Hello,
I've got some success working with Spark SQL CLI to access our ES data.
Environment:
ES: 1.3.2
es-hadoop: elasticsearch-hadoop-2.2.0
Spark: spark-1.4.1-bin-hadoop2.6
The pushdown feature is working great!
However, I noticed that for queries like:
SELECT count(member_id),member_id FROM data WHERE ( member_id > 2049510 AND member_id < 2049520 ) GROUP BY member_id ;
es-hadoop ends up reading all data from ES.
And hence these queries are taking way too long. In my case it took 44 minutes!
5383 2049512
875911 2049513
363823 2049516
840819 2049519
Time taken: 2644.187 seconds, Fetched 4 row(s)

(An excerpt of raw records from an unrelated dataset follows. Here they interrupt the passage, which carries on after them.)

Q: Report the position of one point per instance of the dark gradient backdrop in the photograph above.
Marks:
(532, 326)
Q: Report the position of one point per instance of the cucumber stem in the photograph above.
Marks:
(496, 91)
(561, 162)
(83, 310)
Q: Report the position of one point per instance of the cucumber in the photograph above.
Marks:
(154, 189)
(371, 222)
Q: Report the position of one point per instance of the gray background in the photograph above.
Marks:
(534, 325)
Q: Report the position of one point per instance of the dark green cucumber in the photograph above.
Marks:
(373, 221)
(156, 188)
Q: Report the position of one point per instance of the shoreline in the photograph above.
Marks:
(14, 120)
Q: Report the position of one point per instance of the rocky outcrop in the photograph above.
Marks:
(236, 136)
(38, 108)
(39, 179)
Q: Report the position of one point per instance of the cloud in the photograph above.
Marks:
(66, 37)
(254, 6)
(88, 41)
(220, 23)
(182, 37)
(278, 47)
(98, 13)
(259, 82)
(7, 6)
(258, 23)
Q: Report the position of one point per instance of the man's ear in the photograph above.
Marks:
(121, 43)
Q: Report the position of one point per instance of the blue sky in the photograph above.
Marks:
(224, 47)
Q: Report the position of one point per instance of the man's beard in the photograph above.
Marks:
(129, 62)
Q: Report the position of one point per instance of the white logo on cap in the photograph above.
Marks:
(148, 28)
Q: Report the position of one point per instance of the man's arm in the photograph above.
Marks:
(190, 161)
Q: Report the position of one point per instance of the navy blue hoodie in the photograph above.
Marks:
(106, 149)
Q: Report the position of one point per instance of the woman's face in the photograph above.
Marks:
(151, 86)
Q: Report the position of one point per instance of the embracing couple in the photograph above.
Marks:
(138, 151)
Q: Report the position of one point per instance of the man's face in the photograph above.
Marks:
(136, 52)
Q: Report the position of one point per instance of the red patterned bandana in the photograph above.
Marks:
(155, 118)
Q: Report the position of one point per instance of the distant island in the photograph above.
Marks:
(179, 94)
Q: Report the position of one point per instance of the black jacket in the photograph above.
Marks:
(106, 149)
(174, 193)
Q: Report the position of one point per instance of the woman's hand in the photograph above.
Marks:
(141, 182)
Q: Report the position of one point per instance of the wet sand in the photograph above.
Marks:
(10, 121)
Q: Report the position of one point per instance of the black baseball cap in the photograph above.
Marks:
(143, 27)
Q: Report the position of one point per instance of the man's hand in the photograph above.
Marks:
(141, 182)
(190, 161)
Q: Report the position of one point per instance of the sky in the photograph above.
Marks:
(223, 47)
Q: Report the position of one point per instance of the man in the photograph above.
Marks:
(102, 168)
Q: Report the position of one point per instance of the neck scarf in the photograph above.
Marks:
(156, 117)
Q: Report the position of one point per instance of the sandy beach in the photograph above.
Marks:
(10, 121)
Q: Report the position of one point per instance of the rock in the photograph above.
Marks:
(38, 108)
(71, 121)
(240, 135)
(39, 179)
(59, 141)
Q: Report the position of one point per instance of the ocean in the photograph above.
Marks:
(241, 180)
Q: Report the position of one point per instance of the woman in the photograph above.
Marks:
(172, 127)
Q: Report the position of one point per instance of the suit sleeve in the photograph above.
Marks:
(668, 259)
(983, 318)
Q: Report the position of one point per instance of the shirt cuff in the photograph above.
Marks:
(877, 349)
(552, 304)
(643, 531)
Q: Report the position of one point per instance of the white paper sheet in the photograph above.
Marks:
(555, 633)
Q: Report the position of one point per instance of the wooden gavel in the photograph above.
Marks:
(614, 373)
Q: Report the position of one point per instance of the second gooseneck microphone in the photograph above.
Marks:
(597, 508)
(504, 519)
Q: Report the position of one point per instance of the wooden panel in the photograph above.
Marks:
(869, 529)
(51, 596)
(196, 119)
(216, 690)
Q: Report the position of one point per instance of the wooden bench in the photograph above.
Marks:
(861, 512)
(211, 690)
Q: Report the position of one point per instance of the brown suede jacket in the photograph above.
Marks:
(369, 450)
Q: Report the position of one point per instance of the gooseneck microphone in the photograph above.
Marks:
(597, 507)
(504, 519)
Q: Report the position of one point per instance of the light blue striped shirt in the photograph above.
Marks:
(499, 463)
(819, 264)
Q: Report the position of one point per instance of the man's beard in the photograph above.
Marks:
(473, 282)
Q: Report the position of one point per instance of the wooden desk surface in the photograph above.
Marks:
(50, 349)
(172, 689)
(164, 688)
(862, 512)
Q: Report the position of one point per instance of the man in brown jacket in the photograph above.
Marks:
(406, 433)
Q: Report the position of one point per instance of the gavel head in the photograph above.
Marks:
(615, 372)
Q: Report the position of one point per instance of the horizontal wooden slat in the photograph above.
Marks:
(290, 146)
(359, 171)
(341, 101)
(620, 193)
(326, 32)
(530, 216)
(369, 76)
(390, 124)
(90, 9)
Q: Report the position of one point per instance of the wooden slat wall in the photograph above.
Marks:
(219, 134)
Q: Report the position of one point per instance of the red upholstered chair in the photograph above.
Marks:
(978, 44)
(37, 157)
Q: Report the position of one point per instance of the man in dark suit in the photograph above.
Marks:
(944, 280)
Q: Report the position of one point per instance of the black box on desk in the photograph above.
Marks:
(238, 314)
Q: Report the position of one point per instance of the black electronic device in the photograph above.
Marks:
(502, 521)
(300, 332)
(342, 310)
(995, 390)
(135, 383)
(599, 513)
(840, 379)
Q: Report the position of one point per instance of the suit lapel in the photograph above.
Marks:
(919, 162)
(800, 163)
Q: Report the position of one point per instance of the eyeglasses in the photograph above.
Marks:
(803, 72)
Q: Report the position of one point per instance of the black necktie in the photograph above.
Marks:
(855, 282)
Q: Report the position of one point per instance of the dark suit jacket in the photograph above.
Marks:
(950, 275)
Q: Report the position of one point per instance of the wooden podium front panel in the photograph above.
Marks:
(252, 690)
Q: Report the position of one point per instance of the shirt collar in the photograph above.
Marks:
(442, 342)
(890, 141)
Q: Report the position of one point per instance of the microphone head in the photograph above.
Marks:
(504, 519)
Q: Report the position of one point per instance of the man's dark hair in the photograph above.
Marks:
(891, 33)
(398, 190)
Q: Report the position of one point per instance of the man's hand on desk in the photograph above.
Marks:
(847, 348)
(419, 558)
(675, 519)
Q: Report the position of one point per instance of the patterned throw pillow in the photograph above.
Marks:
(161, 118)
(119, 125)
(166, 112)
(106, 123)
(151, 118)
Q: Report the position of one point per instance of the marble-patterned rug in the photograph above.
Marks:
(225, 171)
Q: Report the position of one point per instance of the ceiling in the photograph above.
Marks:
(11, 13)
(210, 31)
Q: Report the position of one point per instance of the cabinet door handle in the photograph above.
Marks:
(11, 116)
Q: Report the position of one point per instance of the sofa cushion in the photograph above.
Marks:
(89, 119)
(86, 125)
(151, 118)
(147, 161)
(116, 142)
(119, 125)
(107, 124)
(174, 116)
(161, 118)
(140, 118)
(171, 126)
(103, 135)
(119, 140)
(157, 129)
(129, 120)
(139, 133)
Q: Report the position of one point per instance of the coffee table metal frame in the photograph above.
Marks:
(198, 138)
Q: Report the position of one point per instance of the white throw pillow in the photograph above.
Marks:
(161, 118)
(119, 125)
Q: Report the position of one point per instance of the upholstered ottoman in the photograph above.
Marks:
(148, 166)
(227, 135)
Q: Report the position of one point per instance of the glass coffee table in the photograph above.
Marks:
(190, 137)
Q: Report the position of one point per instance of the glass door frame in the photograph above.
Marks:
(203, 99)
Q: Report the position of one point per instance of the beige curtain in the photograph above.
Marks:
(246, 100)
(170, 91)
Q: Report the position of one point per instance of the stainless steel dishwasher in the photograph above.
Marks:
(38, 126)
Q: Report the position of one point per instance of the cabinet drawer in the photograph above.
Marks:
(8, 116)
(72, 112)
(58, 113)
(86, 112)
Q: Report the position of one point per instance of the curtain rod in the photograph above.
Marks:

Pushdown was working as confirmed from the logs:
2016-04-13 10:13:57 TRACE CommonsHttpTransport:463 - Tx [POST]@[x.x.x.x:9201][index/data/_search?search_type=scan&scroll=5m&size=50&_source=member_id&preference=_shards:1;_only_node:ShzMilJKRU6rByUEQpbs0g] w/ payload [{"query":{"filtered":{ "query":{"query_string":{ "query":"datatype:dal" }},"filter": { "and" : [ {"range":{"member_id":{"gt" :2049510}}},{"range":{"member_id":{"lt" :2049520}}} ] } }}}]
Is there a better way to get counts grouped by some field with the current es-hadoop version?